In the present invention, unless otherwise expressly stated or limited, the terms "connected," "mounted," "secured," and the like are to be construed broadly and can, for example, be fixedly connected, detachably connected, or integrally formed; can be mechanically or electrically connected; either directly or indirectly through intervening media, either internally or in any other suitable relationship. Those skilled in the art can understand the above specific meanings included in the present invention according to specific situations.

Furthermore, features defined as "first" and "second" may explicitly or implicitly include one or more of the features for distinguishing between descriptive features, non-sequential, non-trivial and non-trivial.
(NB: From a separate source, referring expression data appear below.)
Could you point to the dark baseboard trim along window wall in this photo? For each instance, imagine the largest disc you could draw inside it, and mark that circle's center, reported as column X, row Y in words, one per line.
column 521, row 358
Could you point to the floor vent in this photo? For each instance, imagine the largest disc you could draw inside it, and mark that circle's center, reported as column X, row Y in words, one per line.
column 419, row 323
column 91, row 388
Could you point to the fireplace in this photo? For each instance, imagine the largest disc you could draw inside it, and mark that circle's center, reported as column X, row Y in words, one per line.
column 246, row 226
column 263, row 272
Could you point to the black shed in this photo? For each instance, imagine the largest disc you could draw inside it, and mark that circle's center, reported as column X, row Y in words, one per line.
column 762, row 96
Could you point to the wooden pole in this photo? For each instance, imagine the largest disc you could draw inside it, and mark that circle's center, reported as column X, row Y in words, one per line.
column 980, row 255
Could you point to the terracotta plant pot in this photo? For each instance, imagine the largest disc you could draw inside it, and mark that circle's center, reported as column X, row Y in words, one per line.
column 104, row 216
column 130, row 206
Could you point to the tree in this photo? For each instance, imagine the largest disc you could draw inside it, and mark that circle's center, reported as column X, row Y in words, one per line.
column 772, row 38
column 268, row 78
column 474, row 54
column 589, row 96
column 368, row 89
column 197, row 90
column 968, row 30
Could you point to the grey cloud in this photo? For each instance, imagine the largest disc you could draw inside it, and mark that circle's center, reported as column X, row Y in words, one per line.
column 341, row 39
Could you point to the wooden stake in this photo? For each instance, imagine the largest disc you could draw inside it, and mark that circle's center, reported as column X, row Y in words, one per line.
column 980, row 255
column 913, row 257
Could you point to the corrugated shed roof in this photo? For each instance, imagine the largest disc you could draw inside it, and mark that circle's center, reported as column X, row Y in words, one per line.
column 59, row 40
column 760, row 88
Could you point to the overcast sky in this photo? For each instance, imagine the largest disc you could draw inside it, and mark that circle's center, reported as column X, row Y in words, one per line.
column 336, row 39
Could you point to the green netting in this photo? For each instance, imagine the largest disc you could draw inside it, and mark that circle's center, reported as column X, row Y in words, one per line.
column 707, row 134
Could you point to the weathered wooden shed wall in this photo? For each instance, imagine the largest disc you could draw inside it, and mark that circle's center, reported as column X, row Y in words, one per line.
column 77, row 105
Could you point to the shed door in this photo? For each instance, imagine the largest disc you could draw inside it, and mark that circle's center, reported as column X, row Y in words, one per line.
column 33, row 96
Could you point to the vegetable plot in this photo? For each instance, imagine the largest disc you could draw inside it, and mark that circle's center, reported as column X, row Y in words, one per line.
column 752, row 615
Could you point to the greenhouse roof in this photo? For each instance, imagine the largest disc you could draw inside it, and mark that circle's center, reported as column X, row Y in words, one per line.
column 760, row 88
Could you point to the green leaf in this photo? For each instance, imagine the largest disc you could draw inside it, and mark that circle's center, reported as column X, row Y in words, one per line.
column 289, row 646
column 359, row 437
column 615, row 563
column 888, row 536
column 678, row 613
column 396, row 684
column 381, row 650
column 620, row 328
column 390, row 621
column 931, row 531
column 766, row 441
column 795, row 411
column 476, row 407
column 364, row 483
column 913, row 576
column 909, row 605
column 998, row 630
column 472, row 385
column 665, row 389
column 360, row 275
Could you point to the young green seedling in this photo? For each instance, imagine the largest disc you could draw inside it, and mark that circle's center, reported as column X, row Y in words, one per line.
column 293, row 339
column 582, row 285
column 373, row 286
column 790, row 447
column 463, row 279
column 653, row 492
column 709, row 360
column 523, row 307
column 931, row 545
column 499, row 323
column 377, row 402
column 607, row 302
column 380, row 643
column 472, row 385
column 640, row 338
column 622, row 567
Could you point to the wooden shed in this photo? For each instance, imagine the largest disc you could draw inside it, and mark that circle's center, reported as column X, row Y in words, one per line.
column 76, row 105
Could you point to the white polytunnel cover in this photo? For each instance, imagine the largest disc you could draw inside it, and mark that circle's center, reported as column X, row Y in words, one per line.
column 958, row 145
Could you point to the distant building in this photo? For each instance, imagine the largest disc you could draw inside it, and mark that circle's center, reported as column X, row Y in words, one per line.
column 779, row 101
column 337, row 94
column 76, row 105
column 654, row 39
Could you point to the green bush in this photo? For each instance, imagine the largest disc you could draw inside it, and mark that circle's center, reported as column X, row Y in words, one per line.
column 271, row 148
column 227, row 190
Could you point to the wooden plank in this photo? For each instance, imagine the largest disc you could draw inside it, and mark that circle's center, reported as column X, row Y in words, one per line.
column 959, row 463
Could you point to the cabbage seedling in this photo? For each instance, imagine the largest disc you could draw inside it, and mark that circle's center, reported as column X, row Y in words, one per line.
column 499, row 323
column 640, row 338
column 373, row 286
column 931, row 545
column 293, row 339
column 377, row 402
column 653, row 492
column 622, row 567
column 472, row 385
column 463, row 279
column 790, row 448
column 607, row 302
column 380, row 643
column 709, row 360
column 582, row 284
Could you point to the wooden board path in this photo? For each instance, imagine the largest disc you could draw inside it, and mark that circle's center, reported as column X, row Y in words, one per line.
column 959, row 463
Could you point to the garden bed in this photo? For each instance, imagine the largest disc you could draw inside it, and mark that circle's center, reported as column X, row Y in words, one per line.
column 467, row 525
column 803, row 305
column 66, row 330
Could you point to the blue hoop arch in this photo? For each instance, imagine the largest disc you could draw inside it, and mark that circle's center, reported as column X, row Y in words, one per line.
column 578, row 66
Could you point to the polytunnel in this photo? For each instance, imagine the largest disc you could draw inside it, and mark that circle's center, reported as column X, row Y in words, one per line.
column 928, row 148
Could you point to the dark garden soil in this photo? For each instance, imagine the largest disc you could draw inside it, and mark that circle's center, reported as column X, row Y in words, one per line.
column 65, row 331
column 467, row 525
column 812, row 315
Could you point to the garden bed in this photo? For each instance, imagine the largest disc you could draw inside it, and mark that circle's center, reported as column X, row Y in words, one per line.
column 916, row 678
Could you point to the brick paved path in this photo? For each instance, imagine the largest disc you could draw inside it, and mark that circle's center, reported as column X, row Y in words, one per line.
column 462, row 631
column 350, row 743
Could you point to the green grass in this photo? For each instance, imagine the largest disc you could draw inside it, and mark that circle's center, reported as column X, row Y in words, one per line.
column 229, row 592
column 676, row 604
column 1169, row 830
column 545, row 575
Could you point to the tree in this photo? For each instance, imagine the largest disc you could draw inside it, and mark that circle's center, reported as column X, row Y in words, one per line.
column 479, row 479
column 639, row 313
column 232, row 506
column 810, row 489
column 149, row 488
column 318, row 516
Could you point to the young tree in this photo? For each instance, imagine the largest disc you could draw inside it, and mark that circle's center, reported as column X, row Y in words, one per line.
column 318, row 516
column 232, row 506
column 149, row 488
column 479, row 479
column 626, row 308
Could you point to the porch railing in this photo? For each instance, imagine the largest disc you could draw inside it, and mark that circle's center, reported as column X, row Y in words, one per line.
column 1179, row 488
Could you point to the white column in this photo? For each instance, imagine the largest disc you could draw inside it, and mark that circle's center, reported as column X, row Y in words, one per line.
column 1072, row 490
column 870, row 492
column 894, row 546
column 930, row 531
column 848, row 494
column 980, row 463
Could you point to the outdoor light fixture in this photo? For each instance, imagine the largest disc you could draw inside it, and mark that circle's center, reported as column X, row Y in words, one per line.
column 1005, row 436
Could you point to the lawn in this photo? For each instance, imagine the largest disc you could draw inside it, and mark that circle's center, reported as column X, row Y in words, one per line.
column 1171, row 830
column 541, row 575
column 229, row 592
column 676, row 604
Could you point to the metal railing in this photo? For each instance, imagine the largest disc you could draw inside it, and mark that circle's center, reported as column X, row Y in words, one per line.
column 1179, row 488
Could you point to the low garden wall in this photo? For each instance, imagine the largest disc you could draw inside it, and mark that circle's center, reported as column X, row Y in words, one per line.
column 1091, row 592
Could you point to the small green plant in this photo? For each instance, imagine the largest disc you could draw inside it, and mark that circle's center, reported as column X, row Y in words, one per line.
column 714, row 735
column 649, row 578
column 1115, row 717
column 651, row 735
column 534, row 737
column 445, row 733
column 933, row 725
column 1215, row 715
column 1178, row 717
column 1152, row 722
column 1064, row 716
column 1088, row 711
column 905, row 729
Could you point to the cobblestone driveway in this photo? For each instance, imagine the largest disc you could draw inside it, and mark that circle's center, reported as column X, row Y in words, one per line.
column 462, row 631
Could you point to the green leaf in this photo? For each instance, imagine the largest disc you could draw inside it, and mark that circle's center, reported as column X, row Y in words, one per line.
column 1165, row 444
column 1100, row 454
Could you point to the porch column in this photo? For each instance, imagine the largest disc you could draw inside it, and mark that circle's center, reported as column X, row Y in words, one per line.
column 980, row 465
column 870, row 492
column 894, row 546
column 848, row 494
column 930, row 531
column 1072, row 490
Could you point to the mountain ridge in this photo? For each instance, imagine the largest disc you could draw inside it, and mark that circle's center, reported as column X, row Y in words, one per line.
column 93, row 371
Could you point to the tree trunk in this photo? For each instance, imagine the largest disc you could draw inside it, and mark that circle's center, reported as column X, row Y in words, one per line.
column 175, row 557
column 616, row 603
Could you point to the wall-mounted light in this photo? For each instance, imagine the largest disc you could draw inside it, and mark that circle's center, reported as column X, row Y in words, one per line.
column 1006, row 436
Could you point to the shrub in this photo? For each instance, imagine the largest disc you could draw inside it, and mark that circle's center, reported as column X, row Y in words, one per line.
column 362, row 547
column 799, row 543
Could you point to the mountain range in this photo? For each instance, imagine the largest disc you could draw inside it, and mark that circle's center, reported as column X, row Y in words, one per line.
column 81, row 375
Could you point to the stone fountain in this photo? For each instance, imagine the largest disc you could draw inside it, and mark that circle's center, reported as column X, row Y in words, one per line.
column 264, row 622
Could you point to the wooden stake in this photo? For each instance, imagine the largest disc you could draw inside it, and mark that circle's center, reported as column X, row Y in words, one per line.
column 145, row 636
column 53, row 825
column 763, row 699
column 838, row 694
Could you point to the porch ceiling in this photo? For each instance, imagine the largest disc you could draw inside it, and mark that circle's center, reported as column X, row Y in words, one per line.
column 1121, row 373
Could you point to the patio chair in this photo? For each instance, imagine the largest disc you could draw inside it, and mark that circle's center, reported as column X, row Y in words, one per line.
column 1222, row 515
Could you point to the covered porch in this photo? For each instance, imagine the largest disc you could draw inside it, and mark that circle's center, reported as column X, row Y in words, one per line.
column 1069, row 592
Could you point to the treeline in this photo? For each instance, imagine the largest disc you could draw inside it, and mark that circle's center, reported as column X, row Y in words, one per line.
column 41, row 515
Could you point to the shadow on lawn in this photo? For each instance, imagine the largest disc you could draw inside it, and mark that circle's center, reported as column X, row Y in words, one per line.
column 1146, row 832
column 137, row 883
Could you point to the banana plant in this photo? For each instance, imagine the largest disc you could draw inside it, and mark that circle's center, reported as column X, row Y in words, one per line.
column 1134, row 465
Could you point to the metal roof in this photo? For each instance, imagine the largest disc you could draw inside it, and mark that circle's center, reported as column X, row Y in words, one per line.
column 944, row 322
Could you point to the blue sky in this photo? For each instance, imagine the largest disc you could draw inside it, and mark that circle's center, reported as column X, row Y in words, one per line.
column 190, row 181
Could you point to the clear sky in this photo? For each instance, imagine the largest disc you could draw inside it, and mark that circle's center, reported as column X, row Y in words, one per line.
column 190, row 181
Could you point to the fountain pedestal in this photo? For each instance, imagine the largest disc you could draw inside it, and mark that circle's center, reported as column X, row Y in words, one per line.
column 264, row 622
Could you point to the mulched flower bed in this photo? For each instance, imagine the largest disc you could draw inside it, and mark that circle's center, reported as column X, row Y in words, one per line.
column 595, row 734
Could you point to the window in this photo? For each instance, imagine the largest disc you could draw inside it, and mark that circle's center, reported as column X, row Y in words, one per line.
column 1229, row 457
In the description of the present invention, "a plurality" means two or more unless otherwise specified.

The above description is only a preferred embodiment of the present invention, and for those skilled in the art, the present invention should not be limited by the description of the present invention, which should be interpreted as a limitation.

Claims

1. An electric drive suspension structure for assembling a speed reducer (100) and a drive motor (200) connected with the speed reducer (100), characterized in that the electric drive suspension structure comprises an auxiliary frame (1), a second main spring (3) and a plurality of first main springs (2), wherein a plurality of mounting holes (11) are formed in the front end portion of the auxiliary frame (1), a mounting groove (12) is formed in the rear end portion of the auxiliary frame (1), a plurality of first main springs (2) are correspondingly arranged in the mounting holes (11), the central axis direction a of the first main spring (2) is parallel to the X direction, the second main spring (3) is arranged in the mounting groove (12), the central axis direction b of the second main spring (3) is parallel to the Y direction, two mounting positions of the speed reducer (100) are respectively arranged on the first main spring (2) and the second main spring (3), the driving motor (200) is arranged on the first main spring (2).

2. The electric drive suspension arrangement as claimed in claim 1, characterized in that the mounting groove (12) is located on the underside of the rear end of the subframe (1).

3. An electric drive suspension according to claim 1, further comprising a connecting member (4), wherein the speed reducer (100) is fixed to one of the first main spring (2) and the second main spring (3) by the connecting member (4), respectively.

4. An electric drive suspension arrangement according to claim 3, characterised in that the drive motor (200) is fastened to the other first main spring (2) by means of the connecting element (4).

5. An electric drive suspension arrangement according to claim 3, characterized in that the first main spring (2) comprises a first elastic collar (21) and a first support member (22), the first elastic collar (21) is arranged on the outer circumferential wall of the first support member (22), the first support member (22) is provided with a first through hole, and the connecting member (4) can be arranged in the first through hole in a penetrating manner for fixing.

6. An electric drive suspension arrangement according to claim 3, characterised in that the second main spring (3) comprises a second elastic collar and a second support element, the second elastic collar being arranged around the outer circumferential wall of the second support element, the second support element being provided with a second through hole, in which the connecting element (4) can be inserted for fixation.

7. An electric drive suspension arrangement according to claim 3, characterized in that the connecting piece (4) is an interference fit with the first main spring (2) and/or the second main spring (3).

8. An electric drive suspension arrangement according to claim 1, characterized in that the projection of the first main spring (2) in the Z-direction is located in the front end of the subframe (1).

9. An electric drive suspension according to claim 3, further comprising an auxiliary support (5), one end of the auxiliary support (5) being arranged on the speed reducer (100) and/or the drive motor (200) and the other end being connectable to the connecting piece (4).

10. An electric drive suspension according to claim 3, characterised in that the connecting piece (4) is a bolt.